ABSTRACT

In this chapter John Michael Hayes demonstrates that Jung's major, presciently unique contribution to psychoanalytic theory, the concept of the complex (incl. the cultural complex), is an important tool to analyze the persistent problem of systemic racism. Jung, and historically the Jungian community, are hardly immune to the charge of racism. Understanding complexes hardly disqualifies one from being locked in a complex. Whiteness is a cultural complex that binds awareness and blinds consciousness.

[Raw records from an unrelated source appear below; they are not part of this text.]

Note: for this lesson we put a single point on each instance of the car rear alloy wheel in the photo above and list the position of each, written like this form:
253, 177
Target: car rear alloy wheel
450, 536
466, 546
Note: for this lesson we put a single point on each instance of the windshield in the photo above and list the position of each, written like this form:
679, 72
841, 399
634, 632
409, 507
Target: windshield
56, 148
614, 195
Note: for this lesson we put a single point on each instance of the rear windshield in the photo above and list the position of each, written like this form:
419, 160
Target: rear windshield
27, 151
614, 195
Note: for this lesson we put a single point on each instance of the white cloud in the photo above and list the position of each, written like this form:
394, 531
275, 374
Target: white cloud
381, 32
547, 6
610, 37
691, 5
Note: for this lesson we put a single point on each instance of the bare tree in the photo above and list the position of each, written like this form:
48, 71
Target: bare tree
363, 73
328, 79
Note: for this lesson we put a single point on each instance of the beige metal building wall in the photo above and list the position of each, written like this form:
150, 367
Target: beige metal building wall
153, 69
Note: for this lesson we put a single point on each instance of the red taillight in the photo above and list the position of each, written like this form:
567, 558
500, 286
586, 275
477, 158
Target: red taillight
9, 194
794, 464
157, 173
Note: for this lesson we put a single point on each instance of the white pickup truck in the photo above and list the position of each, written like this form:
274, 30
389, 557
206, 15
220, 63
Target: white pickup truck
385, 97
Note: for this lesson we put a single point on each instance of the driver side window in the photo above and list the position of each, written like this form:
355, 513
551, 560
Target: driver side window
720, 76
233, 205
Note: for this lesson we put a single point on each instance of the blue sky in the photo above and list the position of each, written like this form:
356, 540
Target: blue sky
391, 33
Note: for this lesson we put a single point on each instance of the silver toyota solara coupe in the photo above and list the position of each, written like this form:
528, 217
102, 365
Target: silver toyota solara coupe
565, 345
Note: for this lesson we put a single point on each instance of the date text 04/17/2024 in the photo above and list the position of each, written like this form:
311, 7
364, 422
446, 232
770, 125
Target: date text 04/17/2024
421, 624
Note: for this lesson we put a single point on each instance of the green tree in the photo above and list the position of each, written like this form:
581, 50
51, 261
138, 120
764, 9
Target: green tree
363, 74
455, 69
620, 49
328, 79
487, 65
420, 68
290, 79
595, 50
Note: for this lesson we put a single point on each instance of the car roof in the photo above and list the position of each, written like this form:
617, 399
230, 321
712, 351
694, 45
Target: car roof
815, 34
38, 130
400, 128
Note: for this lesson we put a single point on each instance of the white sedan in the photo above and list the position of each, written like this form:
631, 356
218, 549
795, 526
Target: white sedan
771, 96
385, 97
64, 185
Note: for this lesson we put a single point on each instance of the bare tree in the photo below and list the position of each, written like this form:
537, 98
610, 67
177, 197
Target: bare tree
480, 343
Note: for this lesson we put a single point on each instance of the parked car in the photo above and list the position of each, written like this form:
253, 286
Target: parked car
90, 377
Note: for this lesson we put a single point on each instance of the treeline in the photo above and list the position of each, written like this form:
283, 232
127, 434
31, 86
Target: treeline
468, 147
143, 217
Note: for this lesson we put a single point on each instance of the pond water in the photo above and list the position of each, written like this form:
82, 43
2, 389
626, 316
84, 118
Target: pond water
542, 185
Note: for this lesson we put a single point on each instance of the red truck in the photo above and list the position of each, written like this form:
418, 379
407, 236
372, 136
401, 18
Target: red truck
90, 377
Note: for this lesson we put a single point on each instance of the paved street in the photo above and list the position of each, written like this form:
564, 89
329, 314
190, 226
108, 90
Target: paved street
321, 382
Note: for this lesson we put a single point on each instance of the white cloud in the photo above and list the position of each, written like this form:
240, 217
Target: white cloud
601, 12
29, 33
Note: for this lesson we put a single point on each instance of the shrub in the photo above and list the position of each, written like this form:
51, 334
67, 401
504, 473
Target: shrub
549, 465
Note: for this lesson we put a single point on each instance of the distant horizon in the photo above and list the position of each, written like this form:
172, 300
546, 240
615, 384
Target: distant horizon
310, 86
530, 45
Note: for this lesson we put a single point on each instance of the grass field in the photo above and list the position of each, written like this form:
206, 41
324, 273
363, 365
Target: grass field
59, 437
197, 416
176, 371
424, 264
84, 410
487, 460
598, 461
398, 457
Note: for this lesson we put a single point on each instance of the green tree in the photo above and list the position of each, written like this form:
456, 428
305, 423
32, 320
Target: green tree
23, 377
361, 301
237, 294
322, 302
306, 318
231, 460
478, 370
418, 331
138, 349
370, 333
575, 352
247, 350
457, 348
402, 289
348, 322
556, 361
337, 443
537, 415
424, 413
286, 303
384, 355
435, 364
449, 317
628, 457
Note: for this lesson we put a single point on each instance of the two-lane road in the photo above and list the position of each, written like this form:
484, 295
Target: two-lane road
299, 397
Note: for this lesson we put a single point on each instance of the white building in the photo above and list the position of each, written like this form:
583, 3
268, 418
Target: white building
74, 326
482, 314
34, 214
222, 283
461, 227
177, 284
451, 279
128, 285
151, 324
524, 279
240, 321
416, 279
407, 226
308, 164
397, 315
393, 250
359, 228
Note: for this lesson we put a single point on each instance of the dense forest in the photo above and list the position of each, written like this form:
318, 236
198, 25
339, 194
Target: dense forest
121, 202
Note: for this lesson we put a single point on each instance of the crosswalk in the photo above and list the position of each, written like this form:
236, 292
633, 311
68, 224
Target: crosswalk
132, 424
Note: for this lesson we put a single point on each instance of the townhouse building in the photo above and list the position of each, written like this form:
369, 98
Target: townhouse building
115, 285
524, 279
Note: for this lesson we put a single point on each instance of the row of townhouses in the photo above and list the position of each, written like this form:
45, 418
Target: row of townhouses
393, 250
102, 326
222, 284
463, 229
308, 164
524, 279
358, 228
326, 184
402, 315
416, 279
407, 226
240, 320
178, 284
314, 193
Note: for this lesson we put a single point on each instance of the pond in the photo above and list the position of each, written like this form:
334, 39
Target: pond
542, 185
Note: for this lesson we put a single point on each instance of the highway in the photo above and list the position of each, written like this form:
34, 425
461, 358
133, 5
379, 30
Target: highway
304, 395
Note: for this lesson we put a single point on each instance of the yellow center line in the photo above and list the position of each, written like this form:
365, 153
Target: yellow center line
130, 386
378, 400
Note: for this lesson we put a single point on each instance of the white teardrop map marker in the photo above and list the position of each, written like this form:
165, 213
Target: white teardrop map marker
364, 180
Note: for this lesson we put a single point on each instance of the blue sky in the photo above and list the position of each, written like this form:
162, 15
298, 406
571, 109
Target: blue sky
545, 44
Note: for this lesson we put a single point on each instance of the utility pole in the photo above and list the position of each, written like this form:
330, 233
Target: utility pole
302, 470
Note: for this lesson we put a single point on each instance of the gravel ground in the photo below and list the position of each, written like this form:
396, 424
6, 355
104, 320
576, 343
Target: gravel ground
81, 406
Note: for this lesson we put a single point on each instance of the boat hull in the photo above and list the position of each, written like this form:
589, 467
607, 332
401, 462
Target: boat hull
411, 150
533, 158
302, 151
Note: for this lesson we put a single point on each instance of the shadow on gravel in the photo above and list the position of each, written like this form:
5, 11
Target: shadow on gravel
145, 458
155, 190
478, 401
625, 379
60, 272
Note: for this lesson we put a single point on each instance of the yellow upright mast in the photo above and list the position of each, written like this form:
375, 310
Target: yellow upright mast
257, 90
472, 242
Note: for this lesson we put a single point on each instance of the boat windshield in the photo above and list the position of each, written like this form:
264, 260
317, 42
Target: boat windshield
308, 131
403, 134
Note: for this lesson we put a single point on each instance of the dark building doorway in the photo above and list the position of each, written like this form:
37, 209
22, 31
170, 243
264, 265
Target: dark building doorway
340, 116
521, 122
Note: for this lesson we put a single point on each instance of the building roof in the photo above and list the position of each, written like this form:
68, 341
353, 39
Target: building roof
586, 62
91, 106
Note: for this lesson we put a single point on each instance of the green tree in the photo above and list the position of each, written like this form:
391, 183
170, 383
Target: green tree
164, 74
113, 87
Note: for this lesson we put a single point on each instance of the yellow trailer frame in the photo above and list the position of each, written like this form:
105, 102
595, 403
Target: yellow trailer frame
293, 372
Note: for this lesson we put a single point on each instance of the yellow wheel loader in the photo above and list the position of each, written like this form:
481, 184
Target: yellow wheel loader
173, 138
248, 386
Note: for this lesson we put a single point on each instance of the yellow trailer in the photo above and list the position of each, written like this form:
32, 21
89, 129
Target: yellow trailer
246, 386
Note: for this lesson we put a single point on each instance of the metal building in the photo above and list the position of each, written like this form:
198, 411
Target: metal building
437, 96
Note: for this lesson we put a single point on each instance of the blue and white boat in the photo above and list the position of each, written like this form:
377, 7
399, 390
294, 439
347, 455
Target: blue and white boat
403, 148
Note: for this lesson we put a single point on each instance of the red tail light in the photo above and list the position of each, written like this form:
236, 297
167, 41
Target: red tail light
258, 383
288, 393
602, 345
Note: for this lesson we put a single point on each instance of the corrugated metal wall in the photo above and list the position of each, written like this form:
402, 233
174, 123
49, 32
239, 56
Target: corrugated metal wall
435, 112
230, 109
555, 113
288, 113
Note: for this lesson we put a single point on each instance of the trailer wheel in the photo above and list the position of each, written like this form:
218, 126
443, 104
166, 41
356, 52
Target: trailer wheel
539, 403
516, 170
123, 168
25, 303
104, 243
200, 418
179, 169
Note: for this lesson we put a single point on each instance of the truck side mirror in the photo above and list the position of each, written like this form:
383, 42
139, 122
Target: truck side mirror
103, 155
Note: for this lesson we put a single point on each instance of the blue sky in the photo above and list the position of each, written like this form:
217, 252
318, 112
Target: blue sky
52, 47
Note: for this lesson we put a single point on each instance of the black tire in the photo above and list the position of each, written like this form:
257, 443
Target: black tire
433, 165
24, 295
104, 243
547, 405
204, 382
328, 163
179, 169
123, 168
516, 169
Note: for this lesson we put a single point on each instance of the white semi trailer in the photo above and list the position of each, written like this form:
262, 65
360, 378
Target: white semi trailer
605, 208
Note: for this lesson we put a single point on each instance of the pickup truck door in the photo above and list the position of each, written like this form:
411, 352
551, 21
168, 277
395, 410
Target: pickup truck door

We of necessity live in discontinuous experiences. All of it cannot be held in one, encompassing self-narrative. Jung described dissociation as a basic psychological defense. We organize islands of experience into what Jung called ‘complexes’, in effect ‘splinter psyches’, having their own autonomy and creating a distinct experiential reality. A complex forms around our cultural group or subgroup, and creates a reality with assumptions about reality that are taken as factual. Whiteness is a cultural complex that effectively creates a limited, essentially unreal, experiential reality that unthinkingly affirms white superiority, ignoring contradictory evidence, and disavowing the horrific facts of history. A metacognitive awareness of the whiteness complex that holds us opens up the possibility of transcending its limitations and seeing more of reality as it actually is. Metacognitive awareness of the whiteness complex opens a way forward to fuller and deeper relationships with others.